Potential Lawsuit Over Prayer in Private NYC Pre-K

It appears that several lawsuits may be pending should NYC Mayor Bill de Blasio allow prayer to be incorporated into a publicly funded universal pre-kindergarden program held at private religious schools across the city.

The notion of universal pre-k has been at the core of de Blasio’s mayorship since his early days in office. As de Blasio understands it, providing a free universal pre-k program to all of New York City’s 4-year-olds would serve the city in a number of ways. ABC News reports that de Blassio hopes that such an early educational program would narrow the city’s wealth gap as well as provide an early educational jump start to the young residents of New York City.

Mayor de Blasio’s universal pre-k plan has not been received neatly by all New Yorkers however. In 2014, there was much debate over the progression of the univeral pre-k plan given that no one was entirely certain where the funding for such a program would come from.

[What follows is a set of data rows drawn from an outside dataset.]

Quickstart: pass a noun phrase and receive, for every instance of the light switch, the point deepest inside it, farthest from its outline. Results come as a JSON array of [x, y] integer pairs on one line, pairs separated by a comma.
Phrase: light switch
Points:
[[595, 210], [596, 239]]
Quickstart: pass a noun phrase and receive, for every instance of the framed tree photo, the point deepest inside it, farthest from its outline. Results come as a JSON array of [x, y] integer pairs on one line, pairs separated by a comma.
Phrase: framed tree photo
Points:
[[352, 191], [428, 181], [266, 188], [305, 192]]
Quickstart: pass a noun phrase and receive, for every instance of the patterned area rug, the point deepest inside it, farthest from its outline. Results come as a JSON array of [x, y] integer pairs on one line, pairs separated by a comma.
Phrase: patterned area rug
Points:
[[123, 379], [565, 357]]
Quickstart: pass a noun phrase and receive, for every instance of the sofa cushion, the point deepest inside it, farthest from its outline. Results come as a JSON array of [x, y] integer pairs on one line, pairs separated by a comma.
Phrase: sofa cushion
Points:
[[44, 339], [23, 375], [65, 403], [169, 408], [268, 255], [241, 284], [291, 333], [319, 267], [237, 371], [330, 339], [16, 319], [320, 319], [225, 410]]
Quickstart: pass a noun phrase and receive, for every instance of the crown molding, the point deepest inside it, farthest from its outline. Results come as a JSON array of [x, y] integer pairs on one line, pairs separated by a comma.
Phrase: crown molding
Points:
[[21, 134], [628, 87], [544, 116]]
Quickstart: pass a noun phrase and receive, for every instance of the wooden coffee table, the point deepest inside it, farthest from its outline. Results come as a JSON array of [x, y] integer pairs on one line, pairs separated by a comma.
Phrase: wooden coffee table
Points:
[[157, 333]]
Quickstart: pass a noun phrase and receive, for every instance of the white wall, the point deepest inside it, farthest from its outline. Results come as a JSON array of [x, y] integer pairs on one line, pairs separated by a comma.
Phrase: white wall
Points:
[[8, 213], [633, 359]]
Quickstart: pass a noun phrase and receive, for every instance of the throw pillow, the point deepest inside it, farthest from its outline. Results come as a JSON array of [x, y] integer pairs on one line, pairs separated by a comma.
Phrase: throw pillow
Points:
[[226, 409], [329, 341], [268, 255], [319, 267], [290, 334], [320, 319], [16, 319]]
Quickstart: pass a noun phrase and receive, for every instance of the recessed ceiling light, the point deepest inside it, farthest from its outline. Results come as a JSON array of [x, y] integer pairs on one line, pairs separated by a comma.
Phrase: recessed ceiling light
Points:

The latest set of attacks on de Blasio’s proposal now circles around the rhetorical line of separation of church and state. According to the aforementioned ABC News article, de Blasio’s latest plan for the continued implementation of his universal pre-k plan provides public funding to religious schools for opening up free pre-k classes. The mere use of public funds by religious institutions does not serve as the source of this latest controversy however.

The latest controversy hovering over de Blasio’s educational plan stems from the permitting of “non-program activities” such as prayer or religious instruction, reports ABC News.

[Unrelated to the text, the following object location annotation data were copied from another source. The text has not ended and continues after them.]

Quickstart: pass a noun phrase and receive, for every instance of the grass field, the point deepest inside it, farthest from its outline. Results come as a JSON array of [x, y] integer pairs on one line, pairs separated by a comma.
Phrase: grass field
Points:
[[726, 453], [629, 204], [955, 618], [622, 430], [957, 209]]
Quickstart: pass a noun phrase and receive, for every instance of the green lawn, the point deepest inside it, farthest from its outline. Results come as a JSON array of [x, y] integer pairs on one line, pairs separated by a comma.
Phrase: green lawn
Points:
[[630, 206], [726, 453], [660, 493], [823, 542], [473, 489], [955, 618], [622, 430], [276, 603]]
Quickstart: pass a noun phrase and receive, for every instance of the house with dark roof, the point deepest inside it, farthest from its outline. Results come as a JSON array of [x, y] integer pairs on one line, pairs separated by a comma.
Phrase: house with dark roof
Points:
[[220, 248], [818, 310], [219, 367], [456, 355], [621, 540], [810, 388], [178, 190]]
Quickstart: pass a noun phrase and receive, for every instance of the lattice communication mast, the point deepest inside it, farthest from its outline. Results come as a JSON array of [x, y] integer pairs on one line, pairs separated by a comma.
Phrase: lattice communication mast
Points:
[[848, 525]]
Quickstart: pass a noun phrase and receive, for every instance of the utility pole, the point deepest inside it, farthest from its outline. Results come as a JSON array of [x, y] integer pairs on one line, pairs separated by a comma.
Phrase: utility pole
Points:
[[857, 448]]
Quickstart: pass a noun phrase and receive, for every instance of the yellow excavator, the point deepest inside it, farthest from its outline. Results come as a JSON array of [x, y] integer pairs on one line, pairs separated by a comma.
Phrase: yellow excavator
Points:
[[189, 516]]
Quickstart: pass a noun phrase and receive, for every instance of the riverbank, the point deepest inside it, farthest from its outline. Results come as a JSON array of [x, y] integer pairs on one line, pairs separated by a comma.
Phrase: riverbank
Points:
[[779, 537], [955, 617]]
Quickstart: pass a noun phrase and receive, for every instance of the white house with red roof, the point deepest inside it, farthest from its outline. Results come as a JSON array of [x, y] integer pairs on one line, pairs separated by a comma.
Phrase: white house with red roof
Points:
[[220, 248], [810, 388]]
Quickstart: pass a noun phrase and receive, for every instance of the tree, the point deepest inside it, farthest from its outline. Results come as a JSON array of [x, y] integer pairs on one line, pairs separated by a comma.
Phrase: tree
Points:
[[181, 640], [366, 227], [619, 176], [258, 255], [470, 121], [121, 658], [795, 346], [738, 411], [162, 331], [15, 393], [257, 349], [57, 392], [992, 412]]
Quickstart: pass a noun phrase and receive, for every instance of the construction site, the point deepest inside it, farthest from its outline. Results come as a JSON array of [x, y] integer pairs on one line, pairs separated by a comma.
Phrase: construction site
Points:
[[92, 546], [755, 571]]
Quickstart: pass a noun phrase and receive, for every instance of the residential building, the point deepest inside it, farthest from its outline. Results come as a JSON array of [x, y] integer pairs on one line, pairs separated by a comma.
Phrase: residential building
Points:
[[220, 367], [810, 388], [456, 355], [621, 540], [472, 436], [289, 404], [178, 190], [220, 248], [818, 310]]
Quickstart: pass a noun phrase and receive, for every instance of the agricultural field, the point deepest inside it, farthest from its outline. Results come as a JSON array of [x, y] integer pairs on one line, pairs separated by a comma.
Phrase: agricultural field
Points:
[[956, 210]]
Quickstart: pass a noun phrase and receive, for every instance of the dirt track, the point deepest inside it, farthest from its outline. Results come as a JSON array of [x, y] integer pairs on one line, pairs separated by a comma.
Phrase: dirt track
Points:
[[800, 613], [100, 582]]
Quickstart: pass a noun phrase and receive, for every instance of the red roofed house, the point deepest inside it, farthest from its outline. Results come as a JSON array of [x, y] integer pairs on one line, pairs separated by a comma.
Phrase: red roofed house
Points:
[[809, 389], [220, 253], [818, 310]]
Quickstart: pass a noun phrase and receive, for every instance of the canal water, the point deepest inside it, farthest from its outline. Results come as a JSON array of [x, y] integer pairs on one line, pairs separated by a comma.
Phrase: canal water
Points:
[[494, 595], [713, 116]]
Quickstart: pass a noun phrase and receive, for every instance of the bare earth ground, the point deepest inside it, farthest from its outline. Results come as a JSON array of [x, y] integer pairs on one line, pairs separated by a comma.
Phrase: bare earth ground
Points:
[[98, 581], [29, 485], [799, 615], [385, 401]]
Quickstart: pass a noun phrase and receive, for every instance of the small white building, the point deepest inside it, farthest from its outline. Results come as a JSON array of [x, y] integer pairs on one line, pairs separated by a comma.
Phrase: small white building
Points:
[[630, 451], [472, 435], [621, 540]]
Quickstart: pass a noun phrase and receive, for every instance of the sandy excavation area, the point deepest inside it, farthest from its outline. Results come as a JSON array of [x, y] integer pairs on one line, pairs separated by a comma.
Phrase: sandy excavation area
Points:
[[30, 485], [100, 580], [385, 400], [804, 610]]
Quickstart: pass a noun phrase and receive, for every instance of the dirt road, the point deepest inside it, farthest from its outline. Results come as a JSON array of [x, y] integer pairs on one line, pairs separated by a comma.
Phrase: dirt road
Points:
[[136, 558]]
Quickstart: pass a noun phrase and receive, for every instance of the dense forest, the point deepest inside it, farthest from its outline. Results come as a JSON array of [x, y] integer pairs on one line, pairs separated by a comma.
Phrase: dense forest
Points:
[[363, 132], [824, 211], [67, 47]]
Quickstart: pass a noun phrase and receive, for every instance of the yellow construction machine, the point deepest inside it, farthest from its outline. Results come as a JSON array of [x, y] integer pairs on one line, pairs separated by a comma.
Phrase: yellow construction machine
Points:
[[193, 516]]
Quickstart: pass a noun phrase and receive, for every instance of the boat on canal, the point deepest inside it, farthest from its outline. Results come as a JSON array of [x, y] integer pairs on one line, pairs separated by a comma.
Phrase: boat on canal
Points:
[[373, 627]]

Barry Lynn, executive director of Americans United for Separation of Church and State talked to ABC News in regard to the de Blasio’s latest proposal.

“It’s kind of like waving a red flag in front of a bull…This seems to be asking for a lawsuit.”

The idea of public money going to fund groups that offer religious instruction rarely fails to spark heated lines of legally-centered public discourse. The view that their should be a wall of separation between established religion and American governance is held closely by many Americans despite the fact that the term “separation of church and state” appears nowhere in the U.S. Constitution. The term “separation of church and state” first appears in the American-political dialect in an 1802 letter from Thomas Jefferson to Nehemiah Dodge, Ephraim Robbins, & Stephen S. Nelson, a committee of the Danbury Baptist association in the State of Connecticut.

Judges in the State of New York however, may soon be called upon to decide whether or not de Blasio’s latest provision to his universal pre-k program offends this adopted policy of separation of church and state.